Reversible Experience Modules – Built to be rebuilt
In January 2018 a big journey will start, and it will be a circular one! the Buildings As Materials Banks project launches the largest travelling exhibition of circularity in the built environment. The Reversible Experience Modules exhibition is built from more than 70 products and systems designed for reuse, recovery and recycling, and available on the market today. Also QbiQ makes part of this project. Together, they form an exhibition showcasing how to realize adaptable, modular and circular buildings. The key tool to make this possible is the BAMB Materials Passports Platform; providing information to architects, project developers, contractors, planners and all relevant stakeholders on the circular potential of products, systems and buildings. Materials and products in the Reversible Experience Modules are labelled with Materials Passports that describe what they are, where they come from and where they can go next.
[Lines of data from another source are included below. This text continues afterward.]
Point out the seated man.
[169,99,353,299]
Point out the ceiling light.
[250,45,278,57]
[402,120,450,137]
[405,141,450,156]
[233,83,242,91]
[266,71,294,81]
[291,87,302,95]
These reveal their true potential in a circular economy and will be accessible from multiple devices.
You are invited
The Reversible Experience Modules will be launched in January in Brussels, and then go on tour throughout Europe. See and experience them at ecobuild 2018 in London, Building Holland 2018 in Amsterdam or any of the other locations that are shown and continuously updated on our website: www.epea.nl/rems. At each location there will be presentations, workshops and trainings for professionals from the built environment about Materials Passports, Circularity, and reversible building design.
Building like nature does
Imagine if an entire building, the concrete, the wood, the steel, and all of the products inside such as chairs, computers and lighting were designed to be fully reusable and recyclable; if a former office can be transformed into a new apartment building. While this is done sometimes today at a basic level, Reversible Experience Modules show the visitor how buildings can be transformed from demolition cost and liabilities, into the material banks of the future, based on circularity and the Cradle to Cradle design concept. Materials passports will let designers select products for their healthy use and reuse potential during design, and let building owners find partners to reuse the materials during maintenance and dismantling. Every day millions of products inside buildings are replaced and hundreds of buildings are torn down. The take, make waste linear pathway leads from new products made of new materials to old materials that are thrown away. Reversible Experience Modules demonstrate the transition from linear pathways to continuous cycles.